А тем же вечером Виконта сразил очередной его псевдоинфаркт: за ужином он вдруг сделался серым, стал говорить протяжно и вдруг повалился в обморок, обрушив стол, стулья, посуду. Все перепугались насмерть, но Станислав не растерялся (не в первой!), и все, как и раньше, обошлось… Однако теперь уже всем стало ясно, что ничего хорошего ждать здесь не приходится, и еще через день пан-шеф-отец свернул раскопки на Кала-и-Муг. Все. Нельзя здесь работать.
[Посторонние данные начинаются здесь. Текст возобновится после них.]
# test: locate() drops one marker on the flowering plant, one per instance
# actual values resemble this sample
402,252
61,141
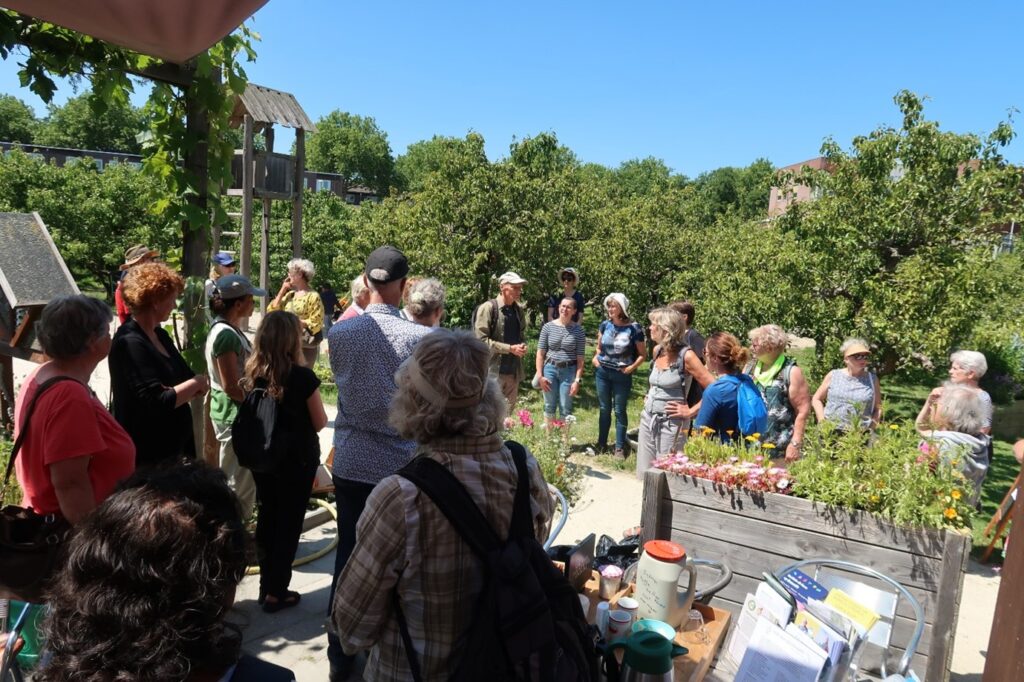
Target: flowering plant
738,464
891,473
551,448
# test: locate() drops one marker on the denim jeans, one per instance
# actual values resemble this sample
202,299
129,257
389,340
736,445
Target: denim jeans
612,388
561,381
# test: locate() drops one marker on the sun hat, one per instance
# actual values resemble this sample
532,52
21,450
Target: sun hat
386,264
621,299
237,286
856,348
136,253
223,258
510,278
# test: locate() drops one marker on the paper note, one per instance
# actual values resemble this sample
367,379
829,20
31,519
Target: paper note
862,616
776,655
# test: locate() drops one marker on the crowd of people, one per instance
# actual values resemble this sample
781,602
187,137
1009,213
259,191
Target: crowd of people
403,583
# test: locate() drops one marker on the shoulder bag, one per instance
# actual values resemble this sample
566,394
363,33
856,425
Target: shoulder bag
31,545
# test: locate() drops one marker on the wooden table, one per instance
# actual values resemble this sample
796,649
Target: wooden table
694,665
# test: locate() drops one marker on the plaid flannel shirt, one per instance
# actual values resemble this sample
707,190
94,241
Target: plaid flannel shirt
404,543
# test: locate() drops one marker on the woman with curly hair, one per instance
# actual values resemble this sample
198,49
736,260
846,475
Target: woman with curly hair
666,417
151,381
275,365
298,297
408,556
425,302
150,579
783,387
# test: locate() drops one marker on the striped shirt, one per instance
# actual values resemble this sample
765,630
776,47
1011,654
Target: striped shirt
366,351
406,545
562,344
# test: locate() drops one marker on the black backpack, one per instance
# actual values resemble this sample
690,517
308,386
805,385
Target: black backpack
258,434
528,624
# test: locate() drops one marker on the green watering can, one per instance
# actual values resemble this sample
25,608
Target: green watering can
647,657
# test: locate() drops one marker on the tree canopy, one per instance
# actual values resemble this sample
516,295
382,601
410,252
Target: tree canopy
17,121
352,146
85,122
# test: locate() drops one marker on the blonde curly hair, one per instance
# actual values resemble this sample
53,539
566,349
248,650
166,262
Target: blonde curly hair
444,390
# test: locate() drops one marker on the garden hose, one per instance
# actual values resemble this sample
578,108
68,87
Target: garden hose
254,570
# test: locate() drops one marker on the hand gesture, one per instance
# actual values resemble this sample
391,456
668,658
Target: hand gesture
677,410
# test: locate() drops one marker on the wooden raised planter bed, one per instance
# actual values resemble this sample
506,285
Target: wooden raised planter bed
758,531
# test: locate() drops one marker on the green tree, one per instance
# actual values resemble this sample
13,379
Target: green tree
645,177
439,154
92,216
898,248
352,146
85,122
17,121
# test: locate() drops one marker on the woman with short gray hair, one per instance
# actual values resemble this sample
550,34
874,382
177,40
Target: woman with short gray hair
952,422
297,296
966,369
409,560
425,302
784,389
73,452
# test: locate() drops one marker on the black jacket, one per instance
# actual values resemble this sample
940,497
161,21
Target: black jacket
142,381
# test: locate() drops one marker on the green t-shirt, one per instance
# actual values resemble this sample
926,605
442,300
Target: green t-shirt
222,408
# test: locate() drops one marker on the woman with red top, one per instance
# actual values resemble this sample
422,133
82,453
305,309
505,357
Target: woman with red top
75,452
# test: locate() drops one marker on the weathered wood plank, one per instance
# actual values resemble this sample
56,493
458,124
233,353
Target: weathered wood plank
737,526
795,512
751,562
653,491
743,530
944,626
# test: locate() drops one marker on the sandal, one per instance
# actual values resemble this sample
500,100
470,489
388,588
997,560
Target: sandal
289,599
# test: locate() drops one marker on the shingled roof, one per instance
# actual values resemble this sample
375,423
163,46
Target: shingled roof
269,105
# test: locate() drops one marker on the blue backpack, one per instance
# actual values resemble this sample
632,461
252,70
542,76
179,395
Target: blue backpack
753,414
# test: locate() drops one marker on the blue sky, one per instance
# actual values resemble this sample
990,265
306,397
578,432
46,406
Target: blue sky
699,85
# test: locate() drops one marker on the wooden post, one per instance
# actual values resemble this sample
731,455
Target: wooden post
264,246
1004,661
246,248
7,384
299,186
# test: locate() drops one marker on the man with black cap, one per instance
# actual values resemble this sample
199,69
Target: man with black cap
365,352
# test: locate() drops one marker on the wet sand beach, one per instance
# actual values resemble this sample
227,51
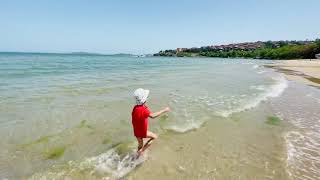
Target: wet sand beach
304,71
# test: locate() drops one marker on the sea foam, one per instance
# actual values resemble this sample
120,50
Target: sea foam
273,91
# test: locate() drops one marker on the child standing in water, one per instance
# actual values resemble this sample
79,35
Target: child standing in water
140,115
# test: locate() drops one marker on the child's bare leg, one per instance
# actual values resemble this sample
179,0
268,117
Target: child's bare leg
140,144
152,137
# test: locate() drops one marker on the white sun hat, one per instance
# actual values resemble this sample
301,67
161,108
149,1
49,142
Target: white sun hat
141,95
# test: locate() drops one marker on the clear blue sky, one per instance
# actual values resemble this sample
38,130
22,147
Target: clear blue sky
147,26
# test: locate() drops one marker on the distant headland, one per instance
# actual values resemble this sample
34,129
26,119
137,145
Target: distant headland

Гунда!…

Взойдет заря, и снова зря

Машину гнать по дорогам раздолбанным,

Не пить, не жрать, тепе искать,

Где статьи и монеты закопаны…

Печаль!… И никто ничего никогда так и не узнал, не заподозрил даже.

— Ты это что, братец? — спросил (уже в новые времена) Виконт, прочитав эту историю. — Привирать начавши?

— Никак нет, ваше сиятельство, — ответил Станислав, испытывая почему-то приступ самодовольства, словно подвиг какой-то ему довелось некогда скромно совершить, а теперь вот и весь мир об этом подвиге наконец узнал.

— Он хотел тебя убить? — спросил потрясенный Виконт, и Станислав ответил ему честно:

— Не знаю.

Это теперь уже невозможно было установить. Ударил ли Рахматулло в первый раз своим печаком, чтобы рассечь ненавистную глотку, пробить голову, мозг, достать сквозь ребра подлое сердце? Или ударил он именно пустоту, зная точно, что там пустота, и именно потому, что там была пустота? И потом раз за разом порол, драл, рассекал, дырявил стальным зубом в злобе и отчаянии — оттого, что первый удар оказался таким бессмысленным, или потому именно, что получилась возможность навести ужас и насладиться безнаказанно — драть и распарывать мертвую материю, наводя ужас, наслаждаясь местью и в то же время не становясь убийцей?..

Теперь это было уже неважно, наверное. Да и тогда это тоже было неважно. А вот следует ли данный эпизод включать в список доказательств Теоремы? Они обсудили этот вопрос, и было решено: можно. Эпизод был принят и зафиксирован, как ДЕСЯТОЕ ДОКАЗАТЕЛЬСТВО Бытия Рока, или ВСЕГДА НАДО ЗНАТЬ СВОЕ МЕСТО.